Shortcut Method for Producing Branched Alkenes

Key points of this research results

  • Installation of a Suzuki–Miyaura coupling(SMC)-active boron functionality into an internal carbon of terminal alkynes was achieved.
  • “Diminishment of boron-Lewis acidity” and “ligand-derived steric bulk around a copper center” have proven to be the key to the internal-selectivity.
  • Shortcut total synthesis of biologically active iso-Combretastatin A4 was accomplished.


SMC (the Nobel Prize in Chemistry in 2010) of organoboron compounds has now become one of the most fundamental methods of constructing carbon–carbon bonds that form molecular skeletons of organic compounds. Hence, organoboron compounds are indispensable synthetic intermediates for producing organic functional materials, agrochemicals, pharmaceuticals, etc.

One of the most typical synthetic routes to organoboron compounds is hydroboration of terminal alkynes, whose regioselectivity is governed by anti-Markovnikov selectivity arising from the boron-Lewis acidity. Therefore, we can easily synthesize linear alkenylboron compounds through the boron-installation into the terminal carbon of the triple bonds. Because the inherent boron-Lewis acidity-derived anti-Markovnikov selectivity is a universal rule that is covered even in elementary organic chemistry classes, reversal of this regioselectivity via the boron-installation into the internal carbon has been a challenging issue in modern synthetic organic chemistry.

The results of this research would provide a promising clue to new borylation reactions and shortcut synthesis of various useful molecules.

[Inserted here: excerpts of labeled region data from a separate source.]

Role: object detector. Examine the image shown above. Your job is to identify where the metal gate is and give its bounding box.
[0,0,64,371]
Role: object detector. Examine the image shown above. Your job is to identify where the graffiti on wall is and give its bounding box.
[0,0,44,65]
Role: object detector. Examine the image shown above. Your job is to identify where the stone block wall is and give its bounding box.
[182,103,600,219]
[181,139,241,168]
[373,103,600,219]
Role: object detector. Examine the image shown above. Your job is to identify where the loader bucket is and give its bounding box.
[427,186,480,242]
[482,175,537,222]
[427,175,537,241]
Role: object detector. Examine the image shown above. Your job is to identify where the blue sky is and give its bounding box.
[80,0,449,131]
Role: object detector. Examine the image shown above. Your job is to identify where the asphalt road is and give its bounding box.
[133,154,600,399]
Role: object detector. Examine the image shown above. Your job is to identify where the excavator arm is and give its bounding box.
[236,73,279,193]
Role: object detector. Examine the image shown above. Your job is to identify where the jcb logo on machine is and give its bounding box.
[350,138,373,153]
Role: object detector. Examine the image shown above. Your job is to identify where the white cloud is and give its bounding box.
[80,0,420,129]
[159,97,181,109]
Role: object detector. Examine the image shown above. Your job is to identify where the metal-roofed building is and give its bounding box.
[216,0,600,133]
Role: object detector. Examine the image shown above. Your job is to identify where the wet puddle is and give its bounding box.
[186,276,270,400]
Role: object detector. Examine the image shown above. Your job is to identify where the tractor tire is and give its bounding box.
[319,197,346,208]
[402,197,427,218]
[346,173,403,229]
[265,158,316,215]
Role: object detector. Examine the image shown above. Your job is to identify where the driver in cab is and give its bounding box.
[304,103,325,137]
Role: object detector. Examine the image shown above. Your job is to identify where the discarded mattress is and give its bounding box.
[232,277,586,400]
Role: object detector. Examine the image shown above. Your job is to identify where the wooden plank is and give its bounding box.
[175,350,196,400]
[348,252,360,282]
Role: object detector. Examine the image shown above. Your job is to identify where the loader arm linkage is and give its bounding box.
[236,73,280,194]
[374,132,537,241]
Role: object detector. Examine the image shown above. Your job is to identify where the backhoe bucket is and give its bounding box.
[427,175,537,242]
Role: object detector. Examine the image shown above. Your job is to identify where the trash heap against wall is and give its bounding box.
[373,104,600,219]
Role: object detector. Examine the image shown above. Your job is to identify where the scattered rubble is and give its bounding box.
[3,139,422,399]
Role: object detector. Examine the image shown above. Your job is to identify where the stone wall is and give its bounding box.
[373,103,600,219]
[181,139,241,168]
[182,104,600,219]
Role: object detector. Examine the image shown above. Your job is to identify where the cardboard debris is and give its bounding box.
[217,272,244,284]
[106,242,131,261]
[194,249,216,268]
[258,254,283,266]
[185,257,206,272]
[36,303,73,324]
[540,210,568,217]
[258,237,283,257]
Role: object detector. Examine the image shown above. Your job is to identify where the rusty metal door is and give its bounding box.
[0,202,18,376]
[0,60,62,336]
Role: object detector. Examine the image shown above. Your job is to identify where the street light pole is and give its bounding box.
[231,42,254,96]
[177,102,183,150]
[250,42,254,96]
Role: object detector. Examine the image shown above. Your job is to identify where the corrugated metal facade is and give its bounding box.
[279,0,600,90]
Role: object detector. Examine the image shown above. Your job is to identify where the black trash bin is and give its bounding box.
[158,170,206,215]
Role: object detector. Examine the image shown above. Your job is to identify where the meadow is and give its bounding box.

We have succeeded in installing a boron functionality, being utilizable for SMC, into the internal carbon of the terminal alkynes; two origins governing the internal regioselectivity of the hydroboration have been revealed.

<Origins of internal regioselectivity in copper-catalyzed borylation of terminal alkynes>
① Diminishment of boron-Lewis acidity
② Ligand-derived steric bulk around a copper center

The present Markovnikov-selective hydroboration combined with the direct SMC enabled two-step total synthesis of biologically active iso-Combretastatin A4 that previously required four-steps.